Dans cette lettre publiée par les Nouvelles Calédoniennes, Édouard Philippe rappelle que « la crise actuelle du Covid-19 affecte le calendrier de certaines échéances politiques ». La date du 6 septembre, fixée fin 2019 après des négociations entre indépendantistes et loyalistes à Paris, a ainsi dû être « réexaminée » pour « assurer le caractère irréprochable de l’organisation du référendum afin que son résultat soit incontestable et incontesté ». Principale difficulté pointée par l’État :« la capacité de réunir les candidatures pour les 250 délégués de la commission de contrôle », chargés de contrôler la bonne marche du scrutin jusque dans les bureaux de vote.

Alors que la métropole se déconfine progressivement et que la Nouvelle-Calédonie a d’ores et déjà annoncé que son trafic aérien international ne reprendrait pas avant la fin juillet, la venue de ces délégués, mais aussi des observateurs internationaux ou des journalistes qui couvriront l’événement pourrait encore être difficile début septembre.  C’est donc par « prudence » que le Premier ministre met sur la table cette nouvelle date du 4 octobre sous la forme d’un projet de décret. Le gouvernement et le Congrès calédoniens ont 15 jours pour donner un avis, purement consultatif. Le texte devrait ensuite être présenté en Conseil des ministres avant la fin du mois de juin. L’Avenir en confiance, mouvement politique majoritaire et principale force pro-France du pays, a d’ores et déjà signifié son accord avec cette proposition.

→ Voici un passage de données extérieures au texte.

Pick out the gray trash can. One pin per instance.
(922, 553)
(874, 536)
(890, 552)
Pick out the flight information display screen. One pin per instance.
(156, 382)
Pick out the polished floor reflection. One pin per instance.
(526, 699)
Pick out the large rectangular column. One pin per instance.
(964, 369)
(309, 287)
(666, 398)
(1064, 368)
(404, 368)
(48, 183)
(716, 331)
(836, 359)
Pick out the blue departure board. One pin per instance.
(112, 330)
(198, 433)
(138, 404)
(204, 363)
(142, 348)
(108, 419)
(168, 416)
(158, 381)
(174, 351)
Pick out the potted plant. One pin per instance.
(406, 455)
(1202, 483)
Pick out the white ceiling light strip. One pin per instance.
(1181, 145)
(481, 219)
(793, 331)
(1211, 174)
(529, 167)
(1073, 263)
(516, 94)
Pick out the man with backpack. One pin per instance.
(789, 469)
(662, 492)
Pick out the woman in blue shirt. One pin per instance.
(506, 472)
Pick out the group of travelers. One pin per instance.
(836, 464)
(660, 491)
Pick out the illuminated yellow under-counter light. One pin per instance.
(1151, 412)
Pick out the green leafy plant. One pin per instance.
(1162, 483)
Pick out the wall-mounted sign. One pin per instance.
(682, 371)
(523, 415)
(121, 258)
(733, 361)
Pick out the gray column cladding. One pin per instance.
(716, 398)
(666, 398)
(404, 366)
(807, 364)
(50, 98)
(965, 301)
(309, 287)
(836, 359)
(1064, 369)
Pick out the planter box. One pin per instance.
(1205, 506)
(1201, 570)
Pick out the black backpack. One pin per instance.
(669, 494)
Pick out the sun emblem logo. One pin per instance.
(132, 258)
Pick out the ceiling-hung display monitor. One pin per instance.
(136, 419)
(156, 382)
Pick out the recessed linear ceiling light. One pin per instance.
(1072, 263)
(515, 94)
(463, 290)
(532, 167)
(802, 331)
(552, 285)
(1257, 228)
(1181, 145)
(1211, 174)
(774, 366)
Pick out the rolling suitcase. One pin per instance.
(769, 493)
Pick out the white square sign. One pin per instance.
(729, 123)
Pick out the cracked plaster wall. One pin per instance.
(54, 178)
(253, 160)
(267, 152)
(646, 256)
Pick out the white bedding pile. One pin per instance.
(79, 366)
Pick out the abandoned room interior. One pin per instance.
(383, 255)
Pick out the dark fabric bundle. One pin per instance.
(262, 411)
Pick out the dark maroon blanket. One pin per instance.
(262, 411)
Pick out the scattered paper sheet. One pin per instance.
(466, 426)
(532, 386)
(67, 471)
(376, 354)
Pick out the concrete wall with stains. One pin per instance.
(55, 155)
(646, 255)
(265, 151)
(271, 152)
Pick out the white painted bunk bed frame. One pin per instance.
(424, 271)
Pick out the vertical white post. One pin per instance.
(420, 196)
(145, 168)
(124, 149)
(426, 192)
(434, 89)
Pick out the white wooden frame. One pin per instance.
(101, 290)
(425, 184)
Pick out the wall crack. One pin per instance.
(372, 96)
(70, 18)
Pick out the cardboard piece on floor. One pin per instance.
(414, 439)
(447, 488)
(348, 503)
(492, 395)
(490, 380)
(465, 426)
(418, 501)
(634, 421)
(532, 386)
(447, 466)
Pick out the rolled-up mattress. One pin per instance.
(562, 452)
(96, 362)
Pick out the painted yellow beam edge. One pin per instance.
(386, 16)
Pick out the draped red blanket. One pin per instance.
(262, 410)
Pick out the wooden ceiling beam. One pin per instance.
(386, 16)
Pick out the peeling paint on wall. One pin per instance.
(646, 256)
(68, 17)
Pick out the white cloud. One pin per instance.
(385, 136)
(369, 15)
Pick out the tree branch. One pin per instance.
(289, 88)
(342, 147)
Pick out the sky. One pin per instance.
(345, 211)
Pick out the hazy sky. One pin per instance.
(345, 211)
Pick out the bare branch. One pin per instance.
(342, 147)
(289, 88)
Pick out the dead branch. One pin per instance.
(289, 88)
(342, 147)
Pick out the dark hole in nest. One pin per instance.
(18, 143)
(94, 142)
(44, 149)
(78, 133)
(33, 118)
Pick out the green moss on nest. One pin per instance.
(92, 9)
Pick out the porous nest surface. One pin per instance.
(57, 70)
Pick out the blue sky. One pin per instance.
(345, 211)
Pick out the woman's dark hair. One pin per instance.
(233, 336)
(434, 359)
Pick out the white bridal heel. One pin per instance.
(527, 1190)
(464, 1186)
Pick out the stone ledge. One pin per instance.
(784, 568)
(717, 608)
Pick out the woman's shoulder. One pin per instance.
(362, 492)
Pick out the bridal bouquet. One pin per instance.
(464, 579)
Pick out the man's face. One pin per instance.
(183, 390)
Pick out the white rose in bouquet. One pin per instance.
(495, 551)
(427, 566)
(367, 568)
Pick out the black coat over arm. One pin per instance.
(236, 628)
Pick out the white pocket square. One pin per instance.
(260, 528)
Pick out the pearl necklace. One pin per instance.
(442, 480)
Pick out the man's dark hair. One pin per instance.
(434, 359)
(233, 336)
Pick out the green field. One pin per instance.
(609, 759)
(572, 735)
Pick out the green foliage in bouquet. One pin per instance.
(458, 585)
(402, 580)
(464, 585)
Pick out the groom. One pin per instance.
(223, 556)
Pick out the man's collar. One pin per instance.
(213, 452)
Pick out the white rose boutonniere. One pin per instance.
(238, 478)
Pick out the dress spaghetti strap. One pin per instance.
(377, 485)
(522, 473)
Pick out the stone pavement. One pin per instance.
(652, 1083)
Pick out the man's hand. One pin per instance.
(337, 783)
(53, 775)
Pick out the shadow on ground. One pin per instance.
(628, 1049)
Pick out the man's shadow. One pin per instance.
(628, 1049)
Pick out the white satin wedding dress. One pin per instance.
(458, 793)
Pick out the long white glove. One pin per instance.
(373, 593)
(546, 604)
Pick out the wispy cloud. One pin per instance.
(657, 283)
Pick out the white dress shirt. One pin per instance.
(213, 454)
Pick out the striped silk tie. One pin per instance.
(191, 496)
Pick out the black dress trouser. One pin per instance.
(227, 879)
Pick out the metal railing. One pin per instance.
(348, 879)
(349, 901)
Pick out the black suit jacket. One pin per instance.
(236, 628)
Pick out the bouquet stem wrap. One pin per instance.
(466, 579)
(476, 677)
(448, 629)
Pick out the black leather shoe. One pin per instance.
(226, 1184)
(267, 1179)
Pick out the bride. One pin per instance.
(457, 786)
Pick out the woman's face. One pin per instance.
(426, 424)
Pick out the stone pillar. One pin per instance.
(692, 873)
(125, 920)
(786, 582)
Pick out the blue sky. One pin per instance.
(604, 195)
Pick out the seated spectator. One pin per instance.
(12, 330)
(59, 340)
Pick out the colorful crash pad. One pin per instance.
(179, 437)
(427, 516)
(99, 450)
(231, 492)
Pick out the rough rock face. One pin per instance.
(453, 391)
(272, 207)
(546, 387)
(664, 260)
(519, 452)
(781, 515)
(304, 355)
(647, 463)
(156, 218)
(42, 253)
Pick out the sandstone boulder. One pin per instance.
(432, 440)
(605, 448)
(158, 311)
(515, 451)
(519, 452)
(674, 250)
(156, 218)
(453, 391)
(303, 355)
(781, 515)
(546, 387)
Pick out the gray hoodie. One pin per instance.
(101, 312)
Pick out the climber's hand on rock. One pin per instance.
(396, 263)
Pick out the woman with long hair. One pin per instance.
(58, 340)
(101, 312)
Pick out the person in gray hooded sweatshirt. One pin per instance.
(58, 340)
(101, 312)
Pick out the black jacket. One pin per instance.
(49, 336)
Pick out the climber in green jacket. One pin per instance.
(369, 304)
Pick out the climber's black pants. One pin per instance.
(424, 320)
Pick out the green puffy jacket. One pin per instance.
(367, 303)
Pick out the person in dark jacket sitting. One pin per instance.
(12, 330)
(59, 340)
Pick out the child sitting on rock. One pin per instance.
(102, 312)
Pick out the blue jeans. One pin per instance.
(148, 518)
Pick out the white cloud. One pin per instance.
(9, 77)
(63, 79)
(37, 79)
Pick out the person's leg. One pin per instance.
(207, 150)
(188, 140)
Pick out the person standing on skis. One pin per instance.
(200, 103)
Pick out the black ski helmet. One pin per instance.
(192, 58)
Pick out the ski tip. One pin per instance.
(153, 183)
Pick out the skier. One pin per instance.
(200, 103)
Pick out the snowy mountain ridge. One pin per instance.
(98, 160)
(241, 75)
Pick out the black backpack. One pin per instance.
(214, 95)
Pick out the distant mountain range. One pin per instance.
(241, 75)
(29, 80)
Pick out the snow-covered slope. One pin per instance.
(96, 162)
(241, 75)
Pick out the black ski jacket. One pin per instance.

Paris assure que le « calendrier global » de sortie de l’accord de Nouméa ne devrait pas être modifié. Les Calédoniens ont déjà été consultés sur l’accession à la pleine souveraineté en novembre 2018. Le « non » à l’indépendance l’avait alors emporté avec 56,7 % des suffrages. Une avance nette pour les loyalistes mais loin d’être aussi confortable que ce que projetaient les élus et commentateurs. Si le « non » l’emporte de nouveau en octobre, un troisième référendum pourrait être organisé en « 2021, ou en 2022″.